Progesterone Modulates the Expression of Interleukin-6 in Cultured Term Human Uterine Cervical Fibroblasts
Article first published online: 29 NOV 2011
© 2011 John Wiley & Sons A/S
American Journal of Reproductive Immunology
Volume 67, Issue 5, pages 369–375, May 2012
How to Cite
Kim, M.-G., Shim, J.-Y., Pak, J. H., Jung, B.-K., Won, H.-S., Lee, P.-R. and Kim, A. (2012), Progesterone Modulates the Expression of Interleukin-6 in Cultured Term Human Uterine Cervical Fibroblasts. American Journal of Reproductive Immunology, 67: 369–375. doi: 10.1111/j.1600-0897.2011.01094.x
- Issue published online: 11 APR 2012
- Article first published online: 29 NOV 2011
- Submitted July 30, 2011; accepted October 24, 2011.
- Cervical fibroblast;
- preterm labor;
Citation Kim M-G, Shim J-Y, Pak JH, Jung B-K, Won H-S, Lee P-R, Kim A. Progesterone modulates the expression of interleukin-6 in cultured term human uterine cervical fibroblasts. Am J Reprod Immunol 2012; 67: 369–375
Problem The preventative value of progesterone in preterm labor has been recently recognized, especially when it is administered via vaginal suppository. This study was undertaken to evaluate the effect of progesterone on interleukin-6 (IL-6) production in human uterine cervical fibroblasts (UCFs) treated with lipopolysaccharides (LPS).
Method of study Human uterine cervical tissue was obtained at term, prior to the onset of labor, during the scheduled cesarean section or cesarean hysterectomy. Primary UCF cultures were established and confirmed by immunohistochemistry.
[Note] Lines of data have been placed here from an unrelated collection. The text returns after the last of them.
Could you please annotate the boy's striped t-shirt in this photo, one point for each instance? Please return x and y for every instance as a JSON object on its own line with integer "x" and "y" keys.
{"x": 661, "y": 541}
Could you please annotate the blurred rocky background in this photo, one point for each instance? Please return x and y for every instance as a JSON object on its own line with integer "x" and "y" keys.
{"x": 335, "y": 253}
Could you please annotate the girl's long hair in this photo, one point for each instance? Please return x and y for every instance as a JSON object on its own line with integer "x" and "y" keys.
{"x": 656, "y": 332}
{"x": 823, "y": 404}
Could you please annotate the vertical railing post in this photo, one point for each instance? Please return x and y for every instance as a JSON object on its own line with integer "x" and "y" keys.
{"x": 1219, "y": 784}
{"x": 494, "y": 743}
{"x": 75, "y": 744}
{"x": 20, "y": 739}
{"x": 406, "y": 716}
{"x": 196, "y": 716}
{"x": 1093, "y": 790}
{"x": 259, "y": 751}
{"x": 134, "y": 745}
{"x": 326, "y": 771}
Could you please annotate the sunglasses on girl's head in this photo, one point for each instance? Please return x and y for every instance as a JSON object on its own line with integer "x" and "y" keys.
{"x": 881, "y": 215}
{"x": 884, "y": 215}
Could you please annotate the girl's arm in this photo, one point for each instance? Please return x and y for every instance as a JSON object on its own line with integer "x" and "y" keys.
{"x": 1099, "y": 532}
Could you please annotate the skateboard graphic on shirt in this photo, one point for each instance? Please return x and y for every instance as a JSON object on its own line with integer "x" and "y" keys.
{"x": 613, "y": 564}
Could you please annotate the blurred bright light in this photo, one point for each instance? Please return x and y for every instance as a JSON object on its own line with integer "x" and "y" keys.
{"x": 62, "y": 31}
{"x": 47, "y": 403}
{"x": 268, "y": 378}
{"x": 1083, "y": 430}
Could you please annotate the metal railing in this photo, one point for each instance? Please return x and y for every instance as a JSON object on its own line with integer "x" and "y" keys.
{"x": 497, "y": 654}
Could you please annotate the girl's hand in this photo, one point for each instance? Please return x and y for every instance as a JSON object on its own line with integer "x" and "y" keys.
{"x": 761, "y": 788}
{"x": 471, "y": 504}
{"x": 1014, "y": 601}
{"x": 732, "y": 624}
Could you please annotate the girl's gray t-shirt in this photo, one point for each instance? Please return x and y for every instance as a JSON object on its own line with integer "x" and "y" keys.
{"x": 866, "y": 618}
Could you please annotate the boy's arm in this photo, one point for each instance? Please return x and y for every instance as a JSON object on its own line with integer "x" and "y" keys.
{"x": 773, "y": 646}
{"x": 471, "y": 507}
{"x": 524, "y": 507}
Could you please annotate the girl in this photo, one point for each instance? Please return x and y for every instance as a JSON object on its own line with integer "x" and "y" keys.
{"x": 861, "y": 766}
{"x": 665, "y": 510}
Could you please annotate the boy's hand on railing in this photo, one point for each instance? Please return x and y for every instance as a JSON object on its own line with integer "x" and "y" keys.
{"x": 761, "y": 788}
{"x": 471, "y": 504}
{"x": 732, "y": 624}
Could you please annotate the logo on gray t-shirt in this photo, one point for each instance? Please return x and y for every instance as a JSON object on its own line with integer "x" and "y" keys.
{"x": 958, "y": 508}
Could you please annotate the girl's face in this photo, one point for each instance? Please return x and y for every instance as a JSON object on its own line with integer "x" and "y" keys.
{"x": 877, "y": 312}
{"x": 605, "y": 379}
IL-6 mRNA and protein expressions were examined by reverse-transcription polymerase chain reaction and enzyme-linked immunosorbent assay, respectively.
Results Lipopolysaccharides stimulation induced a clear time- and dose-dependent increase in IL-6 mRNA and protein levels in UCFs (P < 0.05). Progesterone treatment significantly attenuated LPS-induced increases in IL-6 mRNA and protein expressions in UCFs (P < 0.05). Estrogen exposure had no effect on LPS-induced IL-6 up-regulation and did not modulate the effects of progesterone.
Conclusion Our preliminary results suggest that vaginal progesterone might prevent spontaneous preterm labor through a mechanism involving anti-inflammatory effects on UCFs, particularly suppression of IL-6 production.